JAKARTA – Anggota Komisi IX DPR RI dari Fraksi PKS Netty Prasetiyani mendukung langkah penetapan tersangka perusahaan farmasi dalam kasus Gangguan Ginjal Akut Progresif Atipikal (GgGAPA). Menurut Politisi Jawa Barat ini, pengusutan kasus GgGAPA harus dituntaskan.
“Pendalaman kasus GgGAPA ini jangan berhenti sampai penetapan tersangka saja. Pengusutan harus dilakukan sampai pada bagaimana sistem pengawasan pemerintah terhadap peredaran obat selama ini?” kata Netty dalam keterangan medianya, Sabtu, (19/11/2022).
Apalagi, menurut Netty, diduga penyebab GgGAPA adalah bahan baku obat yang tercemar.
“Seharusnya hal ini bisa dicegah sejak awal. Bagaimana pengawasan BPOM terhadap obat yang beredar; apakah pengawasannya belum maksimal karena keterbatasan wewenang, keterbatasan SDM, kelalaian prosedur atau ada kendala apa?,” tanya Netty.

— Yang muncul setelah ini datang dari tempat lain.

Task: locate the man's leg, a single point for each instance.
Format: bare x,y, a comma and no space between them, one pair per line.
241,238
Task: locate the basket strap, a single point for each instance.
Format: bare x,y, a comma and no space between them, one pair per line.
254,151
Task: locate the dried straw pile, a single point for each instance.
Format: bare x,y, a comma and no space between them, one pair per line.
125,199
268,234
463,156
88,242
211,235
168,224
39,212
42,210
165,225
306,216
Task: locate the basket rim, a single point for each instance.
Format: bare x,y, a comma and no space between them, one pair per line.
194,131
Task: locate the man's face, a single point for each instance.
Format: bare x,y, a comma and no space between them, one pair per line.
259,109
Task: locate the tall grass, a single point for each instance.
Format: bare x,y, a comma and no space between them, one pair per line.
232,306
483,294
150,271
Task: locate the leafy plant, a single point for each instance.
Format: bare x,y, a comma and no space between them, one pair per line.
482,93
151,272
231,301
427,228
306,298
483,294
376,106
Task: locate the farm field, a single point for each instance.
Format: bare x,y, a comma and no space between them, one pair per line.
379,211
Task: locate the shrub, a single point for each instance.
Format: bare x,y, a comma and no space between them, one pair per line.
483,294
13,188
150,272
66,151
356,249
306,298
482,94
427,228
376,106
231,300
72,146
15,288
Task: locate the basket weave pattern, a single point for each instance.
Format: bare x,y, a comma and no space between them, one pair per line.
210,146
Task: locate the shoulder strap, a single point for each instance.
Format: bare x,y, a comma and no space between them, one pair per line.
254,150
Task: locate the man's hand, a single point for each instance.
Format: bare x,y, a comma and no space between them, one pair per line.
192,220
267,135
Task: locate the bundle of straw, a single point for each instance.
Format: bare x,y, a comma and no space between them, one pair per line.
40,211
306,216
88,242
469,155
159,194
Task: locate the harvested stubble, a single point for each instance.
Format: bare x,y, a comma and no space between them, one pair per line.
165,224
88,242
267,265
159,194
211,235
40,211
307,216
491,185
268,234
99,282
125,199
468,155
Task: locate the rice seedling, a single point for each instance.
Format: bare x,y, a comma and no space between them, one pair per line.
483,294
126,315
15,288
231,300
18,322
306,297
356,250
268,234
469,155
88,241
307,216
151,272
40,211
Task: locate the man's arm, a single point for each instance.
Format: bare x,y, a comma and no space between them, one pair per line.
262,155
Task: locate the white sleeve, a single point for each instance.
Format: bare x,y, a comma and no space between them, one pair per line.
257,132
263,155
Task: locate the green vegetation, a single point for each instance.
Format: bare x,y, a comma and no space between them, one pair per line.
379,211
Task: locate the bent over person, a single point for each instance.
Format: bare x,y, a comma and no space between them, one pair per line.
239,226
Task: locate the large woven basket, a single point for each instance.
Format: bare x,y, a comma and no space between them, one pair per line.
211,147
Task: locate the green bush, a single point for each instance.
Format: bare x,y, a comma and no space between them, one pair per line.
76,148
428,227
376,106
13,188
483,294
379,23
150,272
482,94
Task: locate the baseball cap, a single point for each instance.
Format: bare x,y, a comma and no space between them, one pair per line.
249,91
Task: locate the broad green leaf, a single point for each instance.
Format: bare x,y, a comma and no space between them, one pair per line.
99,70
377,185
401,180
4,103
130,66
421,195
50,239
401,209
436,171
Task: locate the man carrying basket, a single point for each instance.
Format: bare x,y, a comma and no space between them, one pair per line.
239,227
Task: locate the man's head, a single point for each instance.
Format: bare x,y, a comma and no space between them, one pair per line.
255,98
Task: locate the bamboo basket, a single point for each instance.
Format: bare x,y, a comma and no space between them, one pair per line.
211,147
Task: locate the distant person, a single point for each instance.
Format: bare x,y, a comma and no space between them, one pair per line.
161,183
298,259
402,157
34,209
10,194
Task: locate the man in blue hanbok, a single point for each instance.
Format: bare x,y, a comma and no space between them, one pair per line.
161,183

Dalam pandangan Netty, hal-hal tersebut seharusnya dapat dijelaskan oleh BPOM, baik terkait pengawasan pre-market maupun post-marketnya, baik obat yang diproduksi di dalam negeri maupun obat impor.
Mengutip keterangan Bareskrim Polri, Netty mengatakan, perusahaan farmasi yang ditetapkan sebagai tersangka diduga tidak melakukan pengecekan atau quality control atas propilen glikol (PG) yang mengandung cemaran etilen glikol (EG) dan dietilen glikol (DEG).
“Menurut info yang saya terima, bahan PG yang beredar di Indonesia yang menghasilkan cemaran penyebab gagal ginjal akut, banyak di impor dari China, India, dan Vietnam. Nah, apakah selama ini tidak ada pengecekan dan pengawasan terhadap bahan PG impor tersebut sebelum dan sesudahnya?” tanya Netty.
Oleh sebab itu, anggota DPR RI Daerah Pemilihan Cirebon-Indramayu ini mendukung sepenuhnya pengusutan kasus GgGAPA sampai tuntas.
“Harus diusut hingga ke akar-akarnya. Pihak-pihak yang bertanggung jawab, siapapun itu termasuk BPOM jika memang terbukti harus menerima konsekuensi hukum karena melakukan kelalaian yang menyebabkan ratusan anak Indonesia meninggal dunia,” katanya.
Terakhir, Netty meminta pemerintah agar kasus GgGAPA jangan disederhanakan hanya dengan ‘mengejar’ cemaran EG dan DEG yang terkandung dalam bahan pelarut atau pembuat obat.
“Kasus ini harus menjadi momentum dalam melakukan evaluasi menyeluruh pada tata kelola obat negara kita. Pastikan negara melakukan pengawasan peredaran obat secara bertanggung jawab, dari hulu sampai hilir. Kalau ini dilakukan, tentunya kita tidak panik setiap ada kejadian luar biasa,” katanya.